According to a notice from the 10th Army Corps, a drill simulating an invasion via the city of Taichung will be held in Fanzailiao in central Taiwan early on January 17.
“The drill will involve weapons launched from the air, sea and land,” the corps said.
A military source said the 1½-hour exercise was expected to feature indigenous Thunderbolt-2000 multiple launch rocket systems along with a number of rockets, AH-64E Apache attack helicopters, Hellfire missiles, and various types of cannons.
The source said the drill was not in response to comments last week by Chinese President Xi Jinping urging the self-ruled island to start unification with the mainland.
“The drill has nothing to do with the recent speech by ... Xi Jinping. It was planned long before Xi made the ‘one country, two systems’ comment earlier this month,” the source said.
Marking the 40th anniversary of a ceasefire across the Taiwan Strait, Xi called for unification talks with Taiwan based on the “one country, two systems” model, a system adopted for Hong Kong and Macau.
That call was rejected by Taiwanese President Tsai Ing-wen of the independence-leaning Democratic Progressive Party, who said most people on Taiwan opposed one country, two systems, seeing it as Beijing’s attempt to annex Taiwan. Other political parties, including the mainland-friendly Kuomintang, have also said that model has no market on the island.

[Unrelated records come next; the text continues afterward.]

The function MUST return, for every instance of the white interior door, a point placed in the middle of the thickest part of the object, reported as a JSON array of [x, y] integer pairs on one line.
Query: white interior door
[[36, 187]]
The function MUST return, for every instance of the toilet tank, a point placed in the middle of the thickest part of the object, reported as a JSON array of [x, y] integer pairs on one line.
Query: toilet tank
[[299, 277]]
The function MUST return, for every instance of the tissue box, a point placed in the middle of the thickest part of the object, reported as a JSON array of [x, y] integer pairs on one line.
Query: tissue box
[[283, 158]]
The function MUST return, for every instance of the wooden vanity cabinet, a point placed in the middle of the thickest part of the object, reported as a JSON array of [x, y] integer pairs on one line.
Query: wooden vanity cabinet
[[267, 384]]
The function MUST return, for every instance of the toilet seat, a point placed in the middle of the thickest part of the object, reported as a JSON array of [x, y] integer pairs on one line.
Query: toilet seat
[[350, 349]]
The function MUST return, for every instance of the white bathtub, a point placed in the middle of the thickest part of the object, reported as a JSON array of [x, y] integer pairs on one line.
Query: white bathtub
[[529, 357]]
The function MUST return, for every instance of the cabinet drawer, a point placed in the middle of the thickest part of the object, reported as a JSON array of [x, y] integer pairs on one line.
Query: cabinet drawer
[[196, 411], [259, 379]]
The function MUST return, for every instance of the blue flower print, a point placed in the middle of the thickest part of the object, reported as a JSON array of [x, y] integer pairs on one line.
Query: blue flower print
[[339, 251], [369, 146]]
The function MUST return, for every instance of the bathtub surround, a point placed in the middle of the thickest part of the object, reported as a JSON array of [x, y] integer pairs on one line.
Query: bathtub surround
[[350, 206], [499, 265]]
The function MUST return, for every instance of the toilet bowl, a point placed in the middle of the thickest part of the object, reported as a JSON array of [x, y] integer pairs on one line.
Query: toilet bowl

The comments highlighted the divide between Beijing and Taipei. Ties between the two sides have worsened since Tsai was elected president in 2016 and refused to accept the “one-China” principle, an understanding that Beijing considers essential for any exchanges.
The principle is based on the idea that there is only one China but that each side can have their own interpretation of what that means.
Beijing has suspended official exchanges and talks with the island, staged a series of war games to intimidate Taipei, and poached five of Taiwan’s allies to try to force Tsai to acknowledge the principle.
Instead, Tsai has promised to increase the military’s budget, foster locally built weapons and buy equipment overseas, mainly from the United States, which has agreed to supply defensive weapons to Taipei as part of its Indo-Pacific strategy to counter Beijing.
At a graduation ceremony at the Justice Ministry’s Investigation Bureau – Taiwan’s equivalent to the US’ Federal Bureau of Investigation – on Thursday, Tsai accused Beijing of sending people to the island to gather intelligence.
She said investigators cracked 52 alleged espionage cases and arrested 174 mainlanders in 2018 alone on suspicion of gathering intelligence, infiltrating or enlisting Taiwanese as part of spy networks on the island, the United Daily News reported.
“Taiwan welcomes friends from the mainland to visit, and two to three million mainland visitors travel to Taiwan each year, but ‘someone’ has tried to made use of our free policy by sending people to Taiwan for espionage activities, which has seriously threatened our national security,” she was quoted as saying.
In September, Beijing accused Taipei of blackmailing visiting university students into gathering intelligence about mainland China, and claimed to have cracked more than 100 espionage cases involving the self-ruled island, allegations Tsai and her government denied.